Data Factory in Microsoft Fabric: Complete Pipeline Guide
Master Data Factory in Fabric — data pipelines, Dataflows Gen2, connectors, scheduling, monitoring, and migration from Azure Data Factory.
Data Factory in Microsoft Fabric provides visual data integration and orchestration capabilities for building ETL/ELT pipelines. With 1,000 monthly searches for "data factory," this workload is central to enterprise data engineering in Fabric.
What Is Data Factory in Fabric?
Data Factory in Fabric brings the pipeline and dataflow capabilities of Azure Data Factory into the unified Fabric experience. It provides:
- Data Pipelines: Orchestrate data movement and transformation with a visual designer
- Dataflows Gen2: Self-service data preparation with Power Query (no-code)

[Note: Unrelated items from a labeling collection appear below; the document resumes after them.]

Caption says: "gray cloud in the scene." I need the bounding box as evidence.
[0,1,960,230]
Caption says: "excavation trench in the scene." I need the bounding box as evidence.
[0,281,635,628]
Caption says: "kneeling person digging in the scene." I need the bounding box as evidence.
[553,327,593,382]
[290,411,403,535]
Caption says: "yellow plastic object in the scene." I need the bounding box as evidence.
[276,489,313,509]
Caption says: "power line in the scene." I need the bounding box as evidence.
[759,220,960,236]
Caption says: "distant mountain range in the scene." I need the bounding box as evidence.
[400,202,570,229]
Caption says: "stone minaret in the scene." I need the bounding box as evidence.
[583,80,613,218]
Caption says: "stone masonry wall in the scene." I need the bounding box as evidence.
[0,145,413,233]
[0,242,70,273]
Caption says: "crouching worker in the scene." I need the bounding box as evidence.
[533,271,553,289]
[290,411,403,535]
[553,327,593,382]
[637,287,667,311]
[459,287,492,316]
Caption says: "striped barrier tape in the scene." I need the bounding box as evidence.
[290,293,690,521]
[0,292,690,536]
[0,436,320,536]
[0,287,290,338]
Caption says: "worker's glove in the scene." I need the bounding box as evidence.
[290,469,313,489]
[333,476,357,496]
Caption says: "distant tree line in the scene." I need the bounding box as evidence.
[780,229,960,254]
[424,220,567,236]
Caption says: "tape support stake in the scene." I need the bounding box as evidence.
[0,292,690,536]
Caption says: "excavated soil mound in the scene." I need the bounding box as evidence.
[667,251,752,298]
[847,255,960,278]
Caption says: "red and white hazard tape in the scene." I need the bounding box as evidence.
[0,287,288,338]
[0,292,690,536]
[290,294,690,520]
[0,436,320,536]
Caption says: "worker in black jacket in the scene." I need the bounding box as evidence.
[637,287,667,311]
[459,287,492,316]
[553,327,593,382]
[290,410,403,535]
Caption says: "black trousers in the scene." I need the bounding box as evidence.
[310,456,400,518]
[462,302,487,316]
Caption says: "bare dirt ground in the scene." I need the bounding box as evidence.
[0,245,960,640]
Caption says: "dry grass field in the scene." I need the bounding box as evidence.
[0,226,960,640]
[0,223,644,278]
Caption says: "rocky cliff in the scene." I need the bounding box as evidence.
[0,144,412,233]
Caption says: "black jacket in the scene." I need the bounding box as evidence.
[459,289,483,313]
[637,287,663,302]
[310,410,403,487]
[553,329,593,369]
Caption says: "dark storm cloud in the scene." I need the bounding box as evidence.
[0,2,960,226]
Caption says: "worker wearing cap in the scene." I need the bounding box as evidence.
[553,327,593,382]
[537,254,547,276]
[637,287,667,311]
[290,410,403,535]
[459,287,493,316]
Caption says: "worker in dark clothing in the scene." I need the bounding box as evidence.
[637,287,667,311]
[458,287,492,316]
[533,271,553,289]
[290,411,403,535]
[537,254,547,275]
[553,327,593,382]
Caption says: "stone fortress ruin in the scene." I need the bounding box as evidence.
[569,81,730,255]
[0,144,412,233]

- 200+ Connectors: Connect to cloud services, databases, files, and APIs
- Scheduling: Automate data loads on time-based or event-based triggers
- Monitoring: Track pipeline runs, errors, and performance
Data Pipelines vs Dataflows Gen2
| Feature | Data Pipelines | Dataflows Gen2 |
|---|---|---|
| Interface | Visual pipeline designer | Power Query editor |
| Skill level | Data engineer | Business analyst |
| Scale | Enterprise ETL/ELT | Self-service data prep |
| Coding | No-code + expressions | No-code + M language |
| Output | Any Fabric destination | Lakehouse or Warehouse |
| Scheduling | Time + event triggers | Time triggers |
| Error handling | Advanced (retry, branching) | Basic |
Building Your First Pipeline
Step 1: Create a Pipeline 1. Open a Fabric workspace 2. Click New → Data Pipeline 3. Name your pipeline (e.g., "Daily Sales Load")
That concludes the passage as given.